そして、私は福扇の袋を開けました。そこには、謝楽祭の全てを総括するような、言葉が書かれていたのです。

 

総括 ヨイショの先に

誰が書いたのか判読できないのですが、そこには『人生のような落語、落語のような人生』と書かれてありました。その言葉を見た時に、全てが今日という日を表しているように私は思ったのです。

今日、9月8日。湯島天神に集まったお客様、演者。

皆が落語を愛しています。これは間違いの無いことだと思います。

誰もが、自分の『人生のような落語』に触れたり、『落語のような人生』を歩んでいたりする。今日という日は、そんな人達のために、普段、『人生のような落語』を見せてくれる芸人と、『落語のような人生』を歩んでいるかも知れないお客様との、一年に一度の大切なお祭りだったのではないでしょうか。

きっと、そんな気が私はするのです。

こんなに素敵なお祭りに出会える幸福。そして、きちんとやってくる『言葉』。私は、全てが腑に落ちました。

落語に笑い、落語に心惹かれ、落語が好きで、落語が人生の傍にある人達。その素晴らしさは計り知れません。こんなに素敵な輝きを、私は他に知りません。

今よりももっと、落語が好きになって、寄席が好きになって、日本の演芸が大好きになる。それが、謝楽祭というお祭りにはあります。

今年は、たい平師匠が実行委員長となり、『心をこめてヨイショ!』をテーマに、大勢の芸人さんが、訪れた観客に、心のこもったヨイショを送りました。

では、そんなヨイショを受けた私を含む多くのお客様は何を思うのでしょう。

これは私の一例ですが、きっと、自分を諦めないことだと思うのです。

自分にある才能や可能性や、ありとあらゆる未来に向かって進む自分を、諦めず、見捨てないことが、大切なのではないでしょうか。

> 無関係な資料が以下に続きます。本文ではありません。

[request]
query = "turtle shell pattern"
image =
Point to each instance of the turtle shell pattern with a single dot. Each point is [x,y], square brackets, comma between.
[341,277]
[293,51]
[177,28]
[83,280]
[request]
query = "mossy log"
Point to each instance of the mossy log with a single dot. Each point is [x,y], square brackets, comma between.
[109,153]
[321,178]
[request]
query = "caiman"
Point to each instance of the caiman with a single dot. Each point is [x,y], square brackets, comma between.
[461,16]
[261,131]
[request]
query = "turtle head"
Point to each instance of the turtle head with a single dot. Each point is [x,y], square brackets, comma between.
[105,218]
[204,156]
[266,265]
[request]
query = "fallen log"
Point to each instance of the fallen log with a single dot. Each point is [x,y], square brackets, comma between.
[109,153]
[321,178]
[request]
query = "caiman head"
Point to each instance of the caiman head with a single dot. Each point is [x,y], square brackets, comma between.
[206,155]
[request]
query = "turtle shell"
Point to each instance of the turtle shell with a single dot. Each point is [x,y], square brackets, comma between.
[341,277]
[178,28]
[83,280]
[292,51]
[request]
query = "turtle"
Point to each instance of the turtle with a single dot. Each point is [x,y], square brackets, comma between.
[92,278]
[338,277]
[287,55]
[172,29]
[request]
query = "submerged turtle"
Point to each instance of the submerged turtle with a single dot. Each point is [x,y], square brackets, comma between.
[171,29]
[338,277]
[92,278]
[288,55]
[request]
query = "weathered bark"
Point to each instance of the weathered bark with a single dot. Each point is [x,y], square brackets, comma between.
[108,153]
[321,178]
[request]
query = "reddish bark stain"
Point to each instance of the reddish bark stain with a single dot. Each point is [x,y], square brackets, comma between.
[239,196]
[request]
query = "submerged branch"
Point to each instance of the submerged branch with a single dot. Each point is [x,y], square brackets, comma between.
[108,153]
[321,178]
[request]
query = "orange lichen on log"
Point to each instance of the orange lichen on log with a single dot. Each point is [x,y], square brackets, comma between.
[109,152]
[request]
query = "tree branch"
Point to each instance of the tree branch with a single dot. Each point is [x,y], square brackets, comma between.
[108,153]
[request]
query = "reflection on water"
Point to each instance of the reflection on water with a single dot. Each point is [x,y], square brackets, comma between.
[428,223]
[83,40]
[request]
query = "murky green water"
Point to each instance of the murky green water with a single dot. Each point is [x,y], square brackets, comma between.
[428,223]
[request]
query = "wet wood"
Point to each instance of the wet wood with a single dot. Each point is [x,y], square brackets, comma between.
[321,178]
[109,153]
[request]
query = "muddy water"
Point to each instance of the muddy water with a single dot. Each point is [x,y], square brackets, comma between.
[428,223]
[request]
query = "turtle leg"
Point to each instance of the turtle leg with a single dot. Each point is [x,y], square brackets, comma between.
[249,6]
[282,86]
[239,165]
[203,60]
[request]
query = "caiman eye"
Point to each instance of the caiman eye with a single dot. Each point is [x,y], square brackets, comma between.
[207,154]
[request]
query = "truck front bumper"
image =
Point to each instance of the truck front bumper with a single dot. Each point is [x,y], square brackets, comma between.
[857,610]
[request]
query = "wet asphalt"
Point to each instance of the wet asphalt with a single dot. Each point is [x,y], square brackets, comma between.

笑顔で迎えてくれる芸人さんの姿。一所懸命に楽しませようとしてくれる芸人さんの姿。何時間もサインに応じる姿、汗をかきながら美味しい食べ物を作る姿。

全てが、お客様の心の奥底を持ち上げているような、ヨイショしているような、そんな心意気があって、その心意気によって、持ち上がった自分の心に、自分でもびっくりするくらい、喜んでいる自分がいることを私は認めました。

自分の可能性を潰しちゃ駄目だ。

自分を見捨てちゃ駄目だ。

自分の素晴らしさに気づいて。

謝楽祭には、そんな流れを私は感じました。

決してスピリチュアルな話ではありません。

自分の感情を左右するのも、

自分の可能性を潰すのも、

全ては自分次第なのだけれど、

自分という存在の偉大さを、

気づかせてくれるのは、

笑いという大きな力で、楽しませてくれる、芸人がいるからではないでしょうか。

自分一人じゃどうしようもできない、辛い状況にあるとき、寄席に行くと本当に心を救われる経験が私にはあります。あなたにもありませんか。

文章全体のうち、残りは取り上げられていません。